A novel transgenic mouse model with mammary-specific expression of both Wnt1 and ILK was generated by crossing the two previously characterized mouse models, MMTV-Wnt1 and MMTV-ILK. The resulting MMTV-Wnt/ILK mice were closely monitored for tumor development and growth, as well as for the tumor onset. The molecular phenotypes of both tumors and premalignant mammary glands were investigated by using biochemical and global gene-expression analysis approaches.

Results

A significant acceleration in mammary tumor incidence and growth was observed in the MMTV-Wnt/ILK mice. Pre-neoplastic mammary glands also display lobuloalveolar hyperplasia and an increase in ductal epithelium proliferation.

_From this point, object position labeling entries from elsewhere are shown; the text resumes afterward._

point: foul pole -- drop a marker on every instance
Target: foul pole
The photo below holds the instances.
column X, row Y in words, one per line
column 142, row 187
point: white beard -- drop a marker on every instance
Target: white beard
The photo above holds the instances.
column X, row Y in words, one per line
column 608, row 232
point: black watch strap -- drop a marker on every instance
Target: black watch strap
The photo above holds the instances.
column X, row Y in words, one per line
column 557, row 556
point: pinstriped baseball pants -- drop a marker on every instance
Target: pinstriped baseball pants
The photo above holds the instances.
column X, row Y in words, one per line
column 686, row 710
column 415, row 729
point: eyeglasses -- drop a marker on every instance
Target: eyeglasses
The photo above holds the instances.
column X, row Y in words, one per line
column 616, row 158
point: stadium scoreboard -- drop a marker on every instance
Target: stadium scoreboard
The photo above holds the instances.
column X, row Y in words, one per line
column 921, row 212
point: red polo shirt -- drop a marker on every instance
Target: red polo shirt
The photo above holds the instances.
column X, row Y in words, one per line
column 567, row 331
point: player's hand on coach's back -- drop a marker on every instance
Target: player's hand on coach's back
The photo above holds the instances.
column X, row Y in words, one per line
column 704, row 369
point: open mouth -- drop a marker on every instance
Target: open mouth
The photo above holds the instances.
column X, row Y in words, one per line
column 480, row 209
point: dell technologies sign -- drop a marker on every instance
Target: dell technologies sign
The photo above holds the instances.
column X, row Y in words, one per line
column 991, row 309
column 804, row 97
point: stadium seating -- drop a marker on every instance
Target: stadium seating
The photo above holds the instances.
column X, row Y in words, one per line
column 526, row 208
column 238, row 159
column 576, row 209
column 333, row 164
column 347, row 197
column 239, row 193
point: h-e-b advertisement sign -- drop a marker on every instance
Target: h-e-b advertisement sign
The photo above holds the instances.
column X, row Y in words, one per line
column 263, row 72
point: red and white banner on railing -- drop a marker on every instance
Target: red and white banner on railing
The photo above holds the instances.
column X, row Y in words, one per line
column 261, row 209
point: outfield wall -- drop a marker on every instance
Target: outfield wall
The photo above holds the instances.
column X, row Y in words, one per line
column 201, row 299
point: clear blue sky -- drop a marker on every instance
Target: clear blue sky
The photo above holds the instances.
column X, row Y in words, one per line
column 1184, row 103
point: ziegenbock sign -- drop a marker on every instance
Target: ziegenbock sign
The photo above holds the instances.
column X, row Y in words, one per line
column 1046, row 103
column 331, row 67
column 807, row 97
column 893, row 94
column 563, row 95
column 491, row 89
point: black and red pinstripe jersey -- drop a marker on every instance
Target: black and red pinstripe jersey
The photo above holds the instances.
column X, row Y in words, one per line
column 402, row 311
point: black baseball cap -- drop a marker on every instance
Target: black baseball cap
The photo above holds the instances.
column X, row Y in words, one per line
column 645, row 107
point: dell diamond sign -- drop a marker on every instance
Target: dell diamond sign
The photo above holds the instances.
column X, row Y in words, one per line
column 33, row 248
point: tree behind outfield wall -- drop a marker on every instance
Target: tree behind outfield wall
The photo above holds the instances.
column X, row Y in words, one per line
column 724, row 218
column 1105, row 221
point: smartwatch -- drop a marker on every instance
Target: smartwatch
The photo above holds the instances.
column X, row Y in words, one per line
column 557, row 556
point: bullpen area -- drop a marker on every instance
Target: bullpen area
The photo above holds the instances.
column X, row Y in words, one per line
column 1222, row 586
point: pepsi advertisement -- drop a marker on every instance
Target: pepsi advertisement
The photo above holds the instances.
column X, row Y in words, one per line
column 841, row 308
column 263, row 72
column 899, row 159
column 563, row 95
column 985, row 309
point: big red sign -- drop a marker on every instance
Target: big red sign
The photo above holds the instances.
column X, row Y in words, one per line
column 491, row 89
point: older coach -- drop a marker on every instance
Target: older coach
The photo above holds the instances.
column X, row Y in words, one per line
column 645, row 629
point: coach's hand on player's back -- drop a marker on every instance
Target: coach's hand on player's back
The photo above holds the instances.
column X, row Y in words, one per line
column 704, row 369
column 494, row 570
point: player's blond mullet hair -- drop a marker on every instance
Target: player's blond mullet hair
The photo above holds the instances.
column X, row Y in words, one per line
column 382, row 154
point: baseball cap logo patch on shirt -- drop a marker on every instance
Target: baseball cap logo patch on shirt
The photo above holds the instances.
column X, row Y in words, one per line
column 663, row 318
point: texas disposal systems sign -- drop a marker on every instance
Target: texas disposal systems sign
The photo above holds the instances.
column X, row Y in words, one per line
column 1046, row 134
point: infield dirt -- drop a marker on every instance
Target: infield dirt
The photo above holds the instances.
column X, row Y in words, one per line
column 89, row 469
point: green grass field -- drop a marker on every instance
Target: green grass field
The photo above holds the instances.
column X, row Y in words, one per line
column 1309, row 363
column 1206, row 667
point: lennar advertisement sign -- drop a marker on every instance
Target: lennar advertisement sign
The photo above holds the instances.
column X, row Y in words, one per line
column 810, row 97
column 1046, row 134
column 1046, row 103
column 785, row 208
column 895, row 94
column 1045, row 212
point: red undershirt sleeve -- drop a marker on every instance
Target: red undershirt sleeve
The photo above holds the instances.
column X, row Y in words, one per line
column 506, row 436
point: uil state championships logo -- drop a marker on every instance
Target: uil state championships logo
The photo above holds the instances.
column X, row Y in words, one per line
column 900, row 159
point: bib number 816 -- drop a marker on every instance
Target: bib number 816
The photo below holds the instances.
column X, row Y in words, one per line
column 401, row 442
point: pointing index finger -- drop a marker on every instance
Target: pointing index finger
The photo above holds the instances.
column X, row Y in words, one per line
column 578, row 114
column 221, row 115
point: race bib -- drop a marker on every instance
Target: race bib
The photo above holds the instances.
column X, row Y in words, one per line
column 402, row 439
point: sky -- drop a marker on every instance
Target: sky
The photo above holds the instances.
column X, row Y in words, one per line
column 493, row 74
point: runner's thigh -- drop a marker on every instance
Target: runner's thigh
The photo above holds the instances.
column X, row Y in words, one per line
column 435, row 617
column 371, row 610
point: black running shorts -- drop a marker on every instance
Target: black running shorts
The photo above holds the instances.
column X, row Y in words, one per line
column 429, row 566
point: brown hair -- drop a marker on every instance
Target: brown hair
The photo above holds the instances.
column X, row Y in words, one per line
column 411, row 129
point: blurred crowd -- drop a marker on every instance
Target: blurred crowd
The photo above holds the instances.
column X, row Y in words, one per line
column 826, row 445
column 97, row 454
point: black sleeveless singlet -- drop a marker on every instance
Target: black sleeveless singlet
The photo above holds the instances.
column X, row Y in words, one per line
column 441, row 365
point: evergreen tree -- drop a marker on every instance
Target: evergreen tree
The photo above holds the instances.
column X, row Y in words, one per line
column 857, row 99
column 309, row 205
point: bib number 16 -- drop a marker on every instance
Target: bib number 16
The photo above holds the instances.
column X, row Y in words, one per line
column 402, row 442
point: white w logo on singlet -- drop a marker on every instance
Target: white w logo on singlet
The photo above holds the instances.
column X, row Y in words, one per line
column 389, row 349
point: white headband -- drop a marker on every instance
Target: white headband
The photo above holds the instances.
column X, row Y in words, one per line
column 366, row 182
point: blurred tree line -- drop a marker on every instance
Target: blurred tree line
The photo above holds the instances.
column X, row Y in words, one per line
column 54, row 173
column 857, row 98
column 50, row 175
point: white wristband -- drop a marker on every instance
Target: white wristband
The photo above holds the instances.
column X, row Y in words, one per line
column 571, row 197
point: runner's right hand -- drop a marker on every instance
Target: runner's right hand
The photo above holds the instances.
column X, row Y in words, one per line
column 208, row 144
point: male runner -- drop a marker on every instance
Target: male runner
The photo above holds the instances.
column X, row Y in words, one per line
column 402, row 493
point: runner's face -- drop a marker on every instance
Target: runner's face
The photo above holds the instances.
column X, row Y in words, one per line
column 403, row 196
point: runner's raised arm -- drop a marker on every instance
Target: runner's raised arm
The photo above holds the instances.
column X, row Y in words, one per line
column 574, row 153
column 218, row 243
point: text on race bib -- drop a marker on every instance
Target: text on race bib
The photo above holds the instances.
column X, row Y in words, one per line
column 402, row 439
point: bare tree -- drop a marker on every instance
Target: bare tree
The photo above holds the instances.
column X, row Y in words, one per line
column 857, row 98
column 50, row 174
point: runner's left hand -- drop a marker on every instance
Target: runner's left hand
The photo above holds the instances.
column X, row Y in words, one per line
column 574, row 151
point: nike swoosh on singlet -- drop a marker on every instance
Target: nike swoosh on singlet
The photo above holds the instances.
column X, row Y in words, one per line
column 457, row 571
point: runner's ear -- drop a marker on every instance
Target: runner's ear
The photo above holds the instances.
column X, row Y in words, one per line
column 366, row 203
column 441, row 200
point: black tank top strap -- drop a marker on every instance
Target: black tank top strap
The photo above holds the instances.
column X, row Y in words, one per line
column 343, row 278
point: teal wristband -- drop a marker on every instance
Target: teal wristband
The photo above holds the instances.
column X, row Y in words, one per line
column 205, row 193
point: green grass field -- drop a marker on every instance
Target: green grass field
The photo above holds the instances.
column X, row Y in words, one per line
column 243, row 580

Apart from elevated expression of Wnt/ILK targets, such as β-catenin and cyclin D1, gene-expression profiling identified the surprising activation of the FOXA1 transcription factor. Upregulation of FOXA1, which is also known as the molecular marker of differentiated mammary luminal cells, was consistent with the expansion of the enriched luminal progenitor population or CD29^loCD24^hiCD61⁺ cells in MMTV-Wnt/ILK tumors.

Conclusions

These results show cooperation between Wnt1 and ILK transgenes during mammary carcinogenesis, leading to changes in a transcriptional network, which could dictate a specific breast cancer phenotype with enhanced growth dynamics. The MMTV-Wnt/ILK can be used as a model to identify further the genes downstream of the estrogen receptor-β/FOXA1 and to investigate the mechanisms targeting the expansion of the luminal progenitor cells leading to hyperplasia and tumorigenesis.